This discussion has been locked. The information referenced herein may be inaccurate due to age, software updates, or external references.
You can no longer post new replies to this discussion. If you have a similar question you can start a new discussion in this forum.

Help needed on setting alert triggering on CPU & memory utilization

Hi all,

I'm hoping any wise gurus in Thwack can help me on this.

I'm having massive headache on configuring alerts for my servers. I'm trying to configure a CPU & Memory alerts which will send email to me whenever their utilization crosses certain threshold. A special condition that it must fulfill before alerting is the utilization must stay high for a period of time.

So my general setup would be

Evaluate the trigger condition every:  1min

The actual trigger condition: Node | CPU Load | Is Greater than | 85%

Condition must exist for more than: 2min

I think by looking at it, basically it's fulfilling what I need. 

However the alerts doesn't behave like that at all! This is what frustrates me, I'm working with support guys and trying to explain to them but I doubt they even understand me.

Here's what I'm getting.

  1. I receive email alert stating I have high CPU at 1:18PM
  2. I logon to Solarwinds console to check on the server, server is normal no high CPU!
  3. I open Perf Analyzer, zoom in to 1PM & 2PM. Verified from avg CPU load chart indeed there is a spike at 1:15PM.
  4. However the spike didn't last long, by the time at around 1:17PM utilization has come down yet at 1:18PM i receive email alert for an alert which happen at 1:15PM!!

What has gone wrong here?

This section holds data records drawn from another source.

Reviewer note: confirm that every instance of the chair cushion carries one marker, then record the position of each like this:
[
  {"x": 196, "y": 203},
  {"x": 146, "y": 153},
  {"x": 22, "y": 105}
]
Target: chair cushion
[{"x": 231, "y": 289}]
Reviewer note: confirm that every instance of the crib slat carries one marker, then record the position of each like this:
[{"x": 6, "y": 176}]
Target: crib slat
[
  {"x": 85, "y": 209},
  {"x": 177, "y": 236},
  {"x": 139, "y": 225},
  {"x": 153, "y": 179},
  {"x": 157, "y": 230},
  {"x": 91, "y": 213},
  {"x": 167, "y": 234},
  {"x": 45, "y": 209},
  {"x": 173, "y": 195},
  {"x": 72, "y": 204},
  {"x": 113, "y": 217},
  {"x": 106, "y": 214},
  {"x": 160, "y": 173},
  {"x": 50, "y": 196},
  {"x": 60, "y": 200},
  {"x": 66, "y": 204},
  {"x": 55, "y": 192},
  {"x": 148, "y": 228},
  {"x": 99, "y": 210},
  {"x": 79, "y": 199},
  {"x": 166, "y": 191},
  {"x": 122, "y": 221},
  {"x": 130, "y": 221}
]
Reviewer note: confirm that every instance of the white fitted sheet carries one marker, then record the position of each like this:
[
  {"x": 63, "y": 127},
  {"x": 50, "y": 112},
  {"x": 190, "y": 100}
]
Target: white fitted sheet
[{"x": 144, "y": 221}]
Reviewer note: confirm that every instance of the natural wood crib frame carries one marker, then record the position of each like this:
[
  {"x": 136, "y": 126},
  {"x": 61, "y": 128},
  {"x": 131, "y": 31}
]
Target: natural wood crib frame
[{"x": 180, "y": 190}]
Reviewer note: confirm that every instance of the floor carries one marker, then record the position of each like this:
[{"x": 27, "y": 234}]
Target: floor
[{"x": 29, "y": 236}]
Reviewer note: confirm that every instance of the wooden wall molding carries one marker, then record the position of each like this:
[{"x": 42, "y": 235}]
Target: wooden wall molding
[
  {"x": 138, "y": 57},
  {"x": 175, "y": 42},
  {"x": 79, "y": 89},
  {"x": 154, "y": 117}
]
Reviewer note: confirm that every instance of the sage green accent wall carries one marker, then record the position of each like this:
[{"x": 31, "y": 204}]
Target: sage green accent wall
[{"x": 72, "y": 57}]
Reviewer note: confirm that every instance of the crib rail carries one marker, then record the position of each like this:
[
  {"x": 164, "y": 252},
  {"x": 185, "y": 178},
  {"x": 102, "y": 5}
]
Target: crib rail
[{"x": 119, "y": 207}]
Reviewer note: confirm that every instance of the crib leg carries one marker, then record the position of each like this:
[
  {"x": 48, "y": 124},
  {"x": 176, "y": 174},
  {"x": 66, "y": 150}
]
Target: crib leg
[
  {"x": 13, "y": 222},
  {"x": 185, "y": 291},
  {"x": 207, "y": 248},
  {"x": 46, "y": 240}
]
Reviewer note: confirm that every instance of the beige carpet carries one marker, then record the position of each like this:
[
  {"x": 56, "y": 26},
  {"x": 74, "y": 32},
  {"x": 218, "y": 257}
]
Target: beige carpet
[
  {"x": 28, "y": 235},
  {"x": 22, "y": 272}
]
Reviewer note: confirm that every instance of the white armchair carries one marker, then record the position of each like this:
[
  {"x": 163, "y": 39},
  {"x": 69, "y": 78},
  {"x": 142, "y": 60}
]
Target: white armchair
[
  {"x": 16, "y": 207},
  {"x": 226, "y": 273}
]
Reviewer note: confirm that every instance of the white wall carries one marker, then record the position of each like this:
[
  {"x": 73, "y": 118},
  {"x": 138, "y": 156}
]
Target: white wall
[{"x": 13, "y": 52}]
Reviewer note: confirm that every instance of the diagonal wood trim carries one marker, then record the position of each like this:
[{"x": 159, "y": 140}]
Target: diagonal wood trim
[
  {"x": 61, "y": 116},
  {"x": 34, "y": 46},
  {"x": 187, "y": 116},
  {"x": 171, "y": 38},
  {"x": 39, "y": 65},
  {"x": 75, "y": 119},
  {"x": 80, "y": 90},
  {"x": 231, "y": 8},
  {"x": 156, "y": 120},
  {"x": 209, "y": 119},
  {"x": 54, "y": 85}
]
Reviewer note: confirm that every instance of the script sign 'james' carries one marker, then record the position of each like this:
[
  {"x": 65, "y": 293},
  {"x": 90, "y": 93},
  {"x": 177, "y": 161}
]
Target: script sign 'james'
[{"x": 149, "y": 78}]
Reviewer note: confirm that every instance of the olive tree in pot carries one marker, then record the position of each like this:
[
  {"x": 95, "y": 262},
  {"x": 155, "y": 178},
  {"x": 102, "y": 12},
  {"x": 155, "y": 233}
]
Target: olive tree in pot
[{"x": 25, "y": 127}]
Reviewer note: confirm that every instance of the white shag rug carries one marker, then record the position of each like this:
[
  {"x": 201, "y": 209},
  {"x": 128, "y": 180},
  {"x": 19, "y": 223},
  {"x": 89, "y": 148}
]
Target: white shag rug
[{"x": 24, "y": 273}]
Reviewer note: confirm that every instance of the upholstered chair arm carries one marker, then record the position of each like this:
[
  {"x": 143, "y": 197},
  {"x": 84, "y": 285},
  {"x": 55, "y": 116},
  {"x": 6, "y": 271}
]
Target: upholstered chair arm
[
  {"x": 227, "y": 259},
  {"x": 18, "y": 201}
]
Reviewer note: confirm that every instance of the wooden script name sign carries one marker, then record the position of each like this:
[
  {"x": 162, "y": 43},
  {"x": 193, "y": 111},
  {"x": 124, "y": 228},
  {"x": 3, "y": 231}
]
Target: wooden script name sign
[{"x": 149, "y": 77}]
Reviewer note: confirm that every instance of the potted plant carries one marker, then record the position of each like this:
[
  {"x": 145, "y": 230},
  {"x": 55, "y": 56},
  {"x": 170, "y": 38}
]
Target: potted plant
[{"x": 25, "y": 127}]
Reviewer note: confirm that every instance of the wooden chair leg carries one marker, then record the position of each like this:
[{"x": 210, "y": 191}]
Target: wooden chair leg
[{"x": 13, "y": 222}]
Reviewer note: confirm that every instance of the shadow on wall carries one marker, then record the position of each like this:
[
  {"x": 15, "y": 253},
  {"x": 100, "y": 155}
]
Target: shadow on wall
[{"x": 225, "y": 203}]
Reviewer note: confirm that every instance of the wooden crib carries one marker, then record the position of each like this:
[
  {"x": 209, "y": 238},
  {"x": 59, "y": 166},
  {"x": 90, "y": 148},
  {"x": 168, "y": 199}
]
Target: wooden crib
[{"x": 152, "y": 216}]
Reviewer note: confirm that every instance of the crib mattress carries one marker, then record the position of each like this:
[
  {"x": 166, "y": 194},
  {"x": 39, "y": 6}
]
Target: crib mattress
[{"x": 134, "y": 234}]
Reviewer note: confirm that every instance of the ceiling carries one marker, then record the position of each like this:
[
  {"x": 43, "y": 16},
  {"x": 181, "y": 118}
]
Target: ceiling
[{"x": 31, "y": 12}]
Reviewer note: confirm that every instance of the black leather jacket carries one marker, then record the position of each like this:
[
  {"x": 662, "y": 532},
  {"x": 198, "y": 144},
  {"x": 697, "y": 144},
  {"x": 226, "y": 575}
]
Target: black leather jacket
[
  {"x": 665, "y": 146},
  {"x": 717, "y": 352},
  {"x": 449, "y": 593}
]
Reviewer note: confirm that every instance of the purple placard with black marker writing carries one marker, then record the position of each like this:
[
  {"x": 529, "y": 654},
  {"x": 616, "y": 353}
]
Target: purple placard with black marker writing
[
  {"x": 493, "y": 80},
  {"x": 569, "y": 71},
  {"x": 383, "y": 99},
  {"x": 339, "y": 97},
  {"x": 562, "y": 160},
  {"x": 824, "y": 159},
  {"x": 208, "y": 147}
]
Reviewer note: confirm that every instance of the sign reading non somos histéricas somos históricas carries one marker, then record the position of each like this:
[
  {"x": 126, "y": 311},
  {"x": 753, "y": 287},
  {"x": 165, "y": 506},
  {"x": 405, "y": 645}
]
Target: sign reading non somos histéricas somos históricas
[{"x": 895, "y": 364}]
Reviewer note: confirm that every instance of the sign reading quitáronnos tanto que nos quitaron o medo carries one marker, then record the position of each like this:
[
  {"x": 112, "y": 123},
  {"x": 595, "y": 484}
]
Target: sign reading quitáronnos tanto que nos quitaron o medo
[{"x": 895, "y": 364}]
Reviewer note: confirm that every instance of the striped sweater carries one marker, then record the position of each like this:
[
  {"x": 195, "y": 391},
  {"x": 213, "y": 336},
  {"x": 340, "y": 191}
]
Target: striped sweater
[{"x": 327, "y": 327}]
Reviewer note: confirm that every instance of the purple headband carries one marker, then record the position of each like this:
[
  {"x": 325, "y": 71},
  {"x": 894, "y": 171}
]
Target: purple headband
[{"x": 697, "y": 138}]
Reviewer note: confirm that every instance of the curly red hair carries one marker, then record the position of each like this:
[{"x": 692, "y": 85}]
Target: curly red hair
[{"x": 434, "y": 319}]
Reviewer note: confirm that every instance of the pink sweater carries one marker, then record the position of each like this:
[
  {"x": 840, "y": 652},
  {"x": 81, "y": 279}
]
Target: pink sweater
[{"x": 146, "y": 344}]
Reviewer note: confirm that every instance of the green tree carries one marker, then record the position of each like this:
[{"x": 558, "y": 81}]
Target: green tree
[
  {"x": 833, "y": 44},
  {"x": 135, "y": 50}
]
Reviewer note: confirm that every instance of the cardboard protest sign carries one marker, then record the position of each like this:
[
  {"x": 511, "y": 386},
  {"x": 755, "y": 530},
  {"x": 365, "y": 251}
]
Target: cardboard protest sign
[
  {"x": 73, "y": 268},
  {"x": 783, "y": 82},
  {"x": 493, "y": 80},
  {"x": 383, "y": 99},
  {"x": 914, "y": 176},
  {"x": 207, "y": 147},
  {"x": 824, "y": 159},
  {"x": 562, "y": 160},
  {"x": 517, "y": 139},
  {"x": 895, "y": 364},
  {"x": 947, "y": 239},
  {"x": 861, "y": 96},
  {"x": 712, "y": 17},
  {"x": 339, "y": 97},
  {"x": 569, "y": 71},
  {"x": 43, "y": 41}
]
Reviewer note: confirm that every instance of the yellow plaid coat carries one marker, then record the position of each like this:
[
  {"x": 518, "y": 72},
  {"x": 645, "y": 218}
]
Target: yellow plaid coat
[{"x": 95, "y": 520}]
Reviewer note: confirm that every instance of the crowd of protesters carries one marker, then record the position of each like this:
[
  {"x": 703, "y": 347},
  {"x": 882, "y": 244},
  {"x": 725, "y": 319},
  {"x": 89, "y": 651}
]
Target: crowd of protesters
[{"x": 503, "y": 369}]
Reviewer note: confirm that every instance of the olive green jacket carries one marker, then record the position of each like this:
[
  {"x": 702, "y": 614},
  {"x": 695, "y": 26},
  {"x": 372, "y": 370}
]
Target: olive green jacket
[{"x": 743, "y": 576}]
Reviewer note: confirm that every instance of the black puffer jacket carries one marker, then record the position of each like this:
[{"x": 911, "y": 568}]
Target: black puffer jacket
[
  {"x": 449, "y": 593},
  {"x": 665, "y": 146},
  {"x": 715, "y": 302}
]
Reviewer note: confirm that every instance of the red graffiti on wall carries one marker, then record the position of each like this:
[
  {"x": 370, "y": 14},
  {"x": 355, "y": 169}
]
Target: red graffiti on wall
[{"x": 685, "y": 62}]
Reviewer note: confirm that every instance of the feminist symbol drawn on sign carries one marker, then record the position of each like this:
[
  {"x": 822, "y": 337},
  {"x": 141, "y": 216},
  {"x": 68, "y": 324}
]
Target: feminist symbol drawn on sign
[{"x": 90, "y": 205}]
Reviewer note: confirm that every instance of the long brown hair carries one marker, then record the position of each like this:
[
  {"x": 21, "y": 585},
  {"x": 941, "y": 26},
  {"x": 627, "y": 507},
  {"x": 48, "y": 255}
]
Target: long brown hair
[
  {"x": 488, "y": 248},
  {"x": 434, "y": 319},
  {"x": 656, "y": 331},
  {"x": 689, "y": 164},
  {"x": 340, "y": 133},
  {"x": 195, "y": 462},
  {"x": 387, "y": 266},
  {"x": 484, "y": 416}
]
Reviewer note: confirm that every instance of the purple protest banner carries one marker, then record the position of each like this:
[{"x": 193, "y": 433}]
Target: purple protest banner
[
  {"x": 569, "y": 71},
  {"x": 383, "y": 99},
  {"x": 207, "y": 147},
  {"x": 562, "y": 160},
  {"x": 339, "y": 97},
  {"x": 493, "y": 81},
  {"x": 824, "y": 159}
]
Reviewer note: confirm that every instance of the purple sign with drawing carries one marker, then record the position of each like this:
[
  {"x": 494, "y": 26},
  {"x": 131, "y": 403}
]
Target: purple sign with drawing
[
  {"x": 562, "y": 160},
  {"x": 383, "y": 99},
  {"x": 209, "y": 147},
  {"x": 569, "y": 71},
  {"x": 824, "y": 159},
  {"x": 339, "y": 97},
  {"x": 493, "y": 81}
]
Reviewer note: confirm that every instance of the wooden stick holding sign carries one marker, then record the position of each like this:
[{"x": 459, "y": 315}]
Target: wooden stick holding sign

I've been explaining to support guys on my situation & he just didn't understand me and stated that this behaviour is normal and I should increase "Condition must exist for more than" to a higher value. However in a running production environment, any server which have high CPU / Memory longer than 2 mins or even 5 mins will suffer terrible performance issue.

Please dear thwack communities is there anyway I can adjust to fulfill my requirement? I'm pulling my hair everytime I tried to explain to the support guys.

  • What is the polling frequency set?
    Did u try to check the raw data that u can get via performance analyzer? It gives info as to when it went high and when it came down...

    Also what is the reset condition set to?
  • I did not make changes to the default polling time, I guess it's every 120 seconds.

    How do I view the RAW data from performance analyzer?

    There's no reset action for my alerts currently, due to the volume of email being sending out creating reset action email will cause even more email triggering. I will configure a reset action once everything is stablized.

  • In the performance analyzer, u have option to export...when u do that, it will give u in raw format...
  • The RAW data also shows that the same problem.

    CPU utilization was 100% at 10:29AM then 10:31AM I receive an email of CPU 100% alert, which is not true because at that time the CPU has already went down. Any idea how I can fix this? 

    Average CPU Load (%)11/2/2020 10:29100
    Average CPU Load (%)11/2/2020 10:3140
  • have exactly the same issue, alert is catching short CPU spikes only and triggering alert!!! "Condition must exist " time does not work, please help!

  • Not sure if you've managed to get this sorted. Your issue is that you need to increase the polling frequency for this node (or all nodes) to less than the condional check.

    So if you want to trigger the alert after 2 minutes, you need to poll every 1 minute to be able to have a chance to caputre the data.

    It's also worth considering that the polling capture is a single point in time for the polling interval. So lets say you poll the server at 13:00 and the CPU is 40%, and you have your polling interval set to 1 minute. If the CPU rises to 100% up till 13:00:59 and then drops back to 40% you will never capture the event.

    I have our system tuned down to 90 seconds for everything and it's ok. Turning down the polling interval results in higer load so check your polling engines inder the settings to see the utilisation before and after to see the impact you have on the polling sucess.

  • I would also add for reference the various time intervals and configurations in place to be aware of. It is a delicate balance to get them right. What you need to be focused on is how often item 2 below is checking for new data, how often item 3 will check the database for the trigger condition and how long item 4 is set to delay that condition before triggering an alert. Appropriately setting them all for your environment makes for good alerting.

    Also take into account any possible delay in the SMTP mail process. But note that you’re talking about a few minutes. It depends on your environment ultimately but server resources can spike regularly and I would more concerned if those resources exceeded my thresholds for longer than 2m, maybe 5m+? That seems extreme to alert on but that’s just my 2 cents.

    Try looking into the enhanced thresholds. That really avoids some of the timing issues and you could alert on cpu/mem specifically crossing a threshold - e.g. 5 consecutive polls > 90%. If statistics collections runs every 1m then that’s a sustained 5m sampling of 90%+ utilization.

    documentation.solarwinds.com/.../core-orion-thresholds-sw1775.htm

    1. Polling interval (this is the generic up/down status etc.)
    2. Statistics collection interval (this is the cpu/mem polling)
    3. Alert check interval (this is how often your alert checks the database for any trigger conditions)
    4. Alert Condition must exist for x time (this is essentially adding delay to the trigger)

    Hope this info helps and good luck!